Can anyone not on the Hillsborough Area Regional Transit's payroll make a persuasive argument for keeping the county's mass transit agency? Nothing in HARTline's infamous history of ineptitude compares to the role it played in the recent collapse of a major countywide transportation plan. About the only good that comes from this lost opportunity is the chance to shake up the agency that runs the bus system, with an eye toward crafting a vision for mass transit.
So little was asked of HARTline recently that it appeared a long-range transportation plan might finally get off the ground. Before the county commission would approve new taxes and fees to pay for roadway and mass transit improvements, commissioners wanted some idea how HARTline would spend millions of additional dollars.
That agency should have had clear and specific answers. But at an emergency meeting Oct. 14, for which the staff was unprepared, HARTline confused the issue, to the point that even tax supporters had to acknowledge the agency lacked vision.
For years, HARTline has suffered from poor leadership and strategic disarray. It badly needs a new director and a new governing board. HARTline's failure to anticipate the commission's request for a plan to improve bus service is inexcusable _ this debate over transportation has gone on for months. The staff and the board failed their public duty.
Did HARTline think it could sit on the sidelines when improving bus service was a key component of the entire transit plan? Why did it bob and weave, avoid specifics and act as if it wasn't answerable for the millions of new dollars in tax revenue?
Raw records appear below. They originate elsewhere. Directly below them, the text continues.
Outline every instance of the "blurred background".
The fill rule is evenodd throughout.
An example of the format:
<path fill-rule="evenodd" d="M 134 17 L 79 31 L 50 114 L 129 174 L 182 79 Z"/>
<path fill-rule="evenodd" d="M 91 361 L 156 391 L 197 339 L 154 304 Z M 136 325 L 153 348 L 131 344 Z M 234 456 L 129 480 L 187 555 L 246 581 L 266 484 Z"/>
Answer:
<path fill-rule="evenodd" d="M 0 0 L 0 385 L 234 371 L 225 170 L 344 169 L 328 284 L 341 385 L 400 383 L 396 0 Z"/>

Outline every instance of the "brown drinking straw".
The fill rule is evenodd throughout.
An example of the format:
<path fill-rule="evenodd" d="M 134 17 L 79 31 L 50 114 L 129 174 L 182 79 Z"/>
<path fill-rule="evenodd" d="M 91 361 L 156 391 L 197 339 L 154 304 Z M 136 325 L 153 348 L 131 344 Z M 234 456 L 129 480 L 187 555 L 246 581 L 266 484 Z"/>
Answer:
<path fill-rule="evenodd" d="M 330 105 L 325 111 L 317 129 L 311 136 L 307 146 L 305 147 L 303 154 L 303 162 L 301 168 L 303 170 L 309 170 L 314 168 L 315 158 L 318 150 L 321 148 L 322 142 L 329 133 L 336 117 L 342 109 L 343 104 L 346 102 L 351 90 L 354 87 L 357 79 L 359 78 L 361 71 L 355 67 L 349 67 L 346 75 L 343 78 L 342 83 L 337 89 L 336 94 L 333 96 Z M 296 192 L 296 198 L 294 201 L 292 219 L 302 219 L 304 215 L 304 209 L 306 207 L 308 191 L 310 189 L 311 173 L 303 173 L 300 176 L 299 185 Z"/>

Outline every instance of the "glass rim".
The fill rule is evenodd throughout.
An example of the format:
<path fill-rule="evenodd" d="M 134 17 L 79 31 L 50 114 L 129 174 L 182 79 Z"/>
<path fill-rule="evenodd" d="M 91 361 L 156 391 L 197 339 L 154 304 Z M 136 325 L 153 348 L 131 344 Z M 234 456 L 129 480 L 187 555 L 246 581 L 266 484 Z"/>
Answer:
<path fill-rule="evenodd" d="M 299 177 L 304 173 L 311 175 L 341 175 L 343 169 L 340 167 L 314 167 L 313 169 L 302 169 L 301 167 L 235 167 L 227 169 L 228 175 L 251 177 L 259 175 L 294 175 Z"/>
And what about those on HARTline's board who have no apparent grasp of why mass transit exists or why a countywide bus system is so important? Board member Ronda Storms ought to resign for being so dishonest throughout this debate about what the plan did and didn't call for. She did a good job of smearing the plan as a scheme to have the suburbs pay for urban transit _ where does that morning traffic on the Lee Roy Selmon Crosstown Expressway come from? _ and she pegged the plan as a stalking horse for urban rail. Rail was never a factor, and Storms knows it.
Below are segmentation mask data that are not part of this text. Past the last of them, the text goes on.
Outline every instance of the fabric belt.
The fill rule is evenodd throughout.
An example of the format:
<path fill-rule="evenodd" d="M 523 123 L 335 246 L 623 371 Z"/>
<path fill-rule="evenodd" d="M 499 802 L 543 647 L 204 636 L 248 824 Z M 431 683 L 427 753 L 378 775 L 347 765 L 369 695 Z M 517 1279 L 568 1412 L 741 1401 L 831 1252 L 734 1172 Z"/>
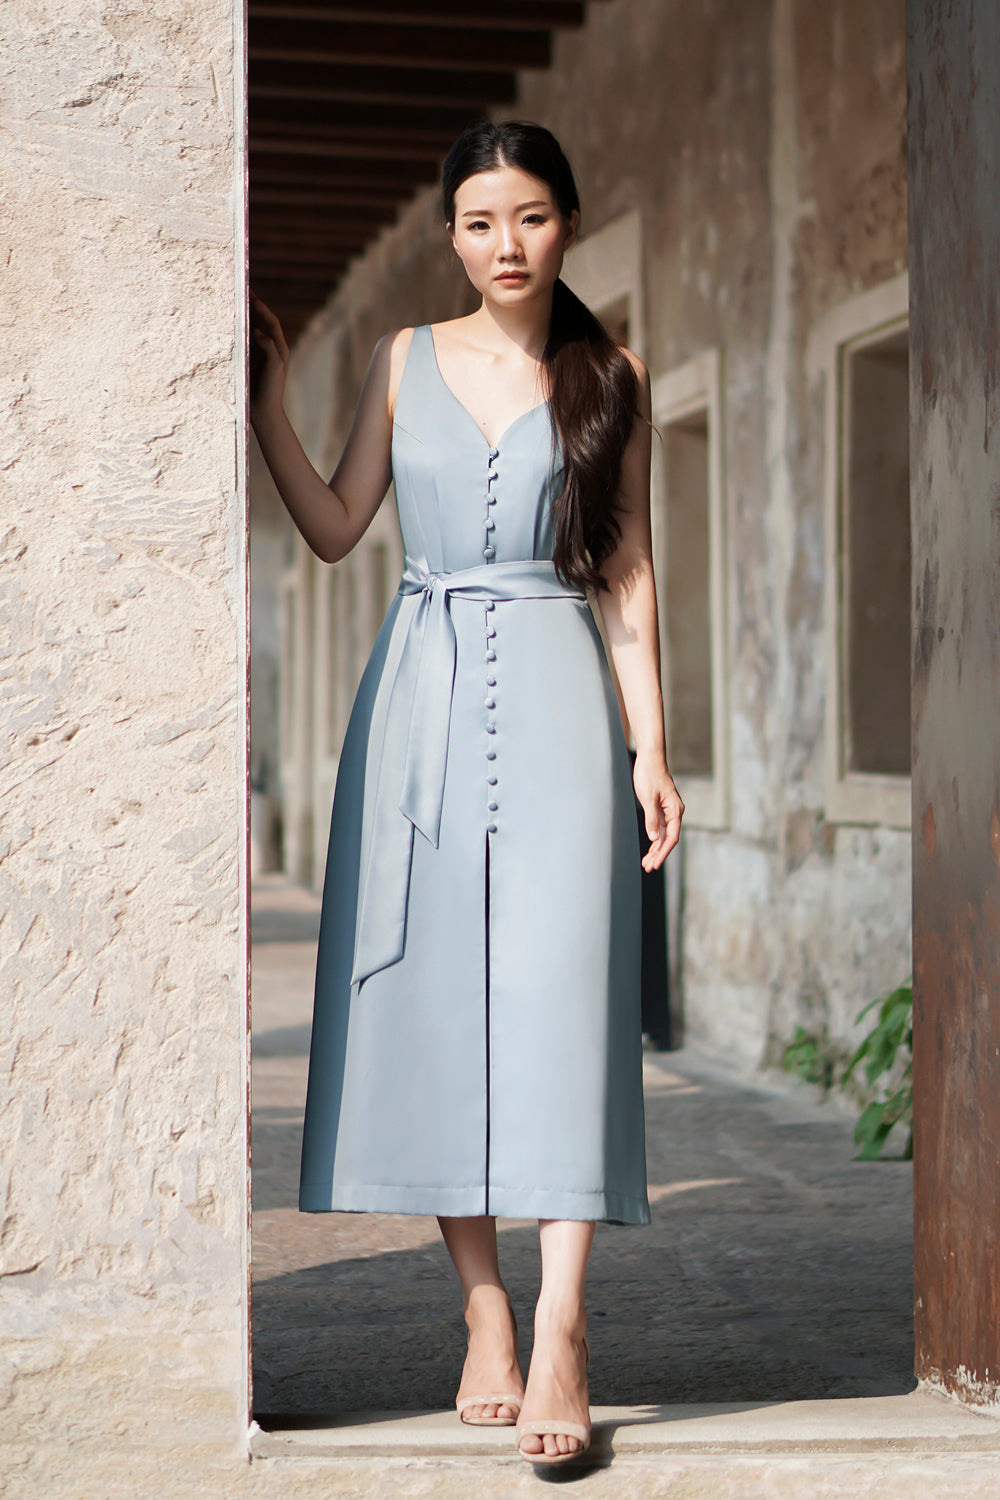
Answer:
<path fill-rule="evenodd" d="M 407 558 L 399 593 L 420 597 L 403 627 L 380 754 L 370 747 L 366 767 L 352 984 L 403 956 L 413 830 L 438 846 L 457 654 L 449 599 L 586 598 L 552 562 L 533 560 L 431 573 Z"/>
The three commission Republicans were never helpful in this debate, but they at least remained in character, unlike a HARTline board member who trashed _ of all things _ the logic of linking mass transit with growth management. No wonder HARTline runs an underfunded bus system. Its board is the agency's own worst advocate. Hillsborough needs a clearer idea of the role mass transit should play in this community, and a new leadership team to drive those hopes forward.